Assistant Professor Dr Raviteja KVNS, Department of Civil Engineering, has received the Best Paper Award at the Fourth International Conference on Trends and Recent Advances in Civil Engineering (TRACE) 2022 for his paper Application of artificial intelligence, machine learning and deep learning in contaminated site remediation. The conference was held at Amity University, Uttar Pradesh, on October 18 and 19, 2022. His research reports the applications of AI and ML in contaminated site remediation.
Dr Raviteja’s future research plan includes studying potential applications of various AI, ML and DL techniques for Geotechnical and Geo-environmental design and testing applications so as to reduce the labours of physical and repetitive testing and associated human effort. This further improves precision as well as aids in decision-making. He has collaborated with Prof. Krishna R Reddy, University of Illinois Chicago, for this research work.
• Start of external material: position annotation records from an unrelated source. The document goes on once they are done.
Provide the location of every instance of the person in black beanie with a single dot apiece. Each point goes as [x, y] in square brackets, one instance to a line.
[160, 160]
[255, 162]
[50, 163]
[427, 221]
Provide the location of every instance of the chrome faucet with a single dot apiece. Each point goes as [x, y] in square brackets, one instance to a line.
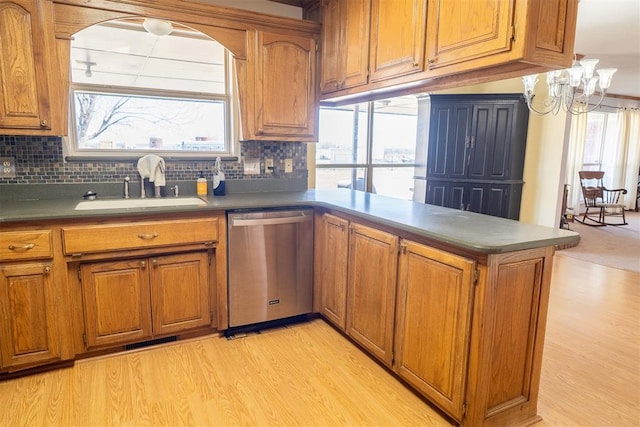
[142, 193]
[126, 187]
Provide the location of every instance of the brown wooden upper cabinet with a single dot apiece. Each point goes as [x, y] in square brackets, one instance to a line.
[282, 105]
[26, 65]
[345, 37]
[367, 41]
[415, 43]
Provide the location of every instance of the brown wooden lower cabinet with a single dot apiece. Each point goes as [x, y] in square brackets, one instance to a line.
[371, 289]
[465, 331]
[356, 270]
[331, 267]
[433, 323]
[29, 333]
[122, 297]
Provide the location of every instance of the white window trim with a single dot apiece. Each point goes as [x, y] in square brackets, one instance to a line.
[71, 152]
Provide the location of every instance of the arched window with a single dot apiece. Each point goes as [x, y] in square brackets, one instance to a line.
[142, 85]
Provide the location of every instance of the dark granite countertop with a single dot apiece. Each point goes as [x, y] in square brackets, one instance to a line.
[467, 230]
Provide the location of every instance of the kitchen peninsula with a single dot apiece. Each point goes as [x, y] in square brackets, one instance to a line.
[456, 301]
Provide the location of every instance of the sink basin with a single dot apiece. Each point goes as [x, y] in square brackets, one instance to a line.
[138, 203]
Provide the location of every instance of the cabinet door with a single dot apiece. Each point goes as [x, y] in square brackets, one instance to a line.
[397, 38]
[332, 268]
[371, 292]
[117, 304]
[180, 292]
[25, 49]
[435, 291]
[460, 30]
[449, 139]
[331, 65]
[28, 322]
[345, 44]
[285, 87]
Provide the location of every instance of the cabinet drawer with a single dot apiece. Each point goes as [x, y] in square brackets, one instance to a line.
[139, 235]
[18, 245]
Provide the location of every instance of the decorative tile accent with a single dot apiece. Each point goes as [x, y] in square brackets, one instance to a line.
[40, 160]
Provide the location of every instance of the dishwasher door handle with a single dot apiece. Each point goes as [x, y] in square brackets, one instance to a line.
[239, 222]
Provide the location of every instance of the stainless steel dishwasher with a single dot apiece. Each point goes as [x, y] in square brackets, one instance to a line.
[270, 265]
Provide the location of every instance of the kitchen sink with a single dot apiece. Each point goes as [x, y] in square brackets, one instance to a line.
[93, 205]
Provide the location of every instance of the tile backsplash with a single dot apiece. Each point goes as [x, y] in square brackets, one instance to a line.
[40, 160]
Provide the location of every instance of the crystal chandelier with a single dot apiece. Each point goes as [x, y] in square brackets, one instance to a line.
[570, 87]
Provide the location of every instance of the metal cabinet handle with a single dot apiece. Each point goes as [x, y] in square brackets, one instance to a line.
[147, 236]
[22, 248]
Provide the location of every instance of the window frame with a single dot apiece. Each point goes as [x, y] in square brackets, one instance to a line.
[369, 165]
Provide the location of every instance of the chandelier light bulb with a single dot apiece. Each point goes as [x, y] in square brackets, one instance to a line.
[570, 89]
[575, 75]
[589, 67]
[606, 74]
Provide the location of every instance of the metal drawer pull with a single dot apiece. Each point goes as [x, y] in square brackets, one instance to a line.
[147, 236]
[22, 248]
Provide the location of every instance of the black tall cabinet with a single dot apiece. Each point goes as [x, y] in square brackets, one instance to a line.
[475, 152]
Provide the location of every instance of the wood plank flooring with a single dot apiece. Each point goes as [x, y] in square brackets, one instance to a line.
[308, 374]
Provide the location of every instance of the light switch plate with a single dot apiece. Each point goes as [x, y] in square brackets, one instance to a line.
[8, 169]
[268, 165]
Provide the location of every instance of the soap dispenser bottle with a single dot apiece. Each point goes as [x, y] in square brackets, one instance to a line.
[218, 179]
[201, 185]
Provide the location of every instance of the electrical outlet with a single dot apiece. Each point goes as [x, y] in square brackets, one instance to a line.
[268, 165]
[251, 166]
[8, 167]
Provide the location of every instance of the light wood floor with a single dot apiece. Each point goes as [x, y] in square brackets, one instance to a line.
[308, 374]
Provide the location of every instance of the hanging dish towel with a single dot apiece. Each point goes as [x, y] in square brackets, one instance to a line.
[152, 167]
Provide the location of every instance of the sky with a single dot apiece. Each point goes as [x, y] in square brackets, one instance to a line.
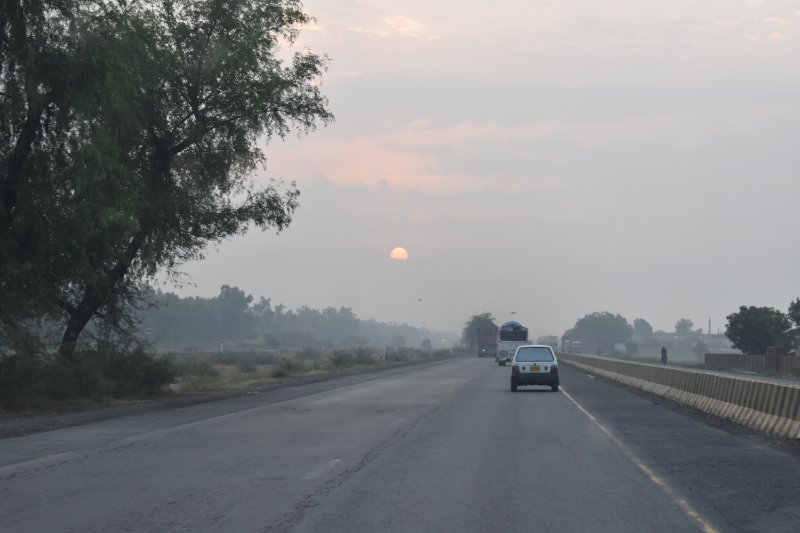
[539, 160]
Soil and groundwater contamination is caused by improper waste disposal practices and accidental spills, posing a threat to public health and the environment. It is imperative to assess and remediate these contaminated sites to protect public health and the environment as well as to assure sustainable development. Site remediation is inherently complex due to the many variables involved, such as contamination chemistry, fate and transport, geology, and hydrogeology. The selection of remediation method also depends on the contaminant type and distribution and subsurface soil and groundwater conditions. Depending on the type of remediation method, many systems and operating variables can affect the remedial efficiency. The design and implementation of site remediation can be expensive, time-consuming, and may require much human effort. Emerging technologies such as Artificial Intelligence, Machine Learning, and Deep Learning have the potential to make site remediation cost-effective with reduced human effort. This study provides a brief overview of these emerging technologies and presents case studies demonstrating how these technologies can help contaminated site remediation decisions.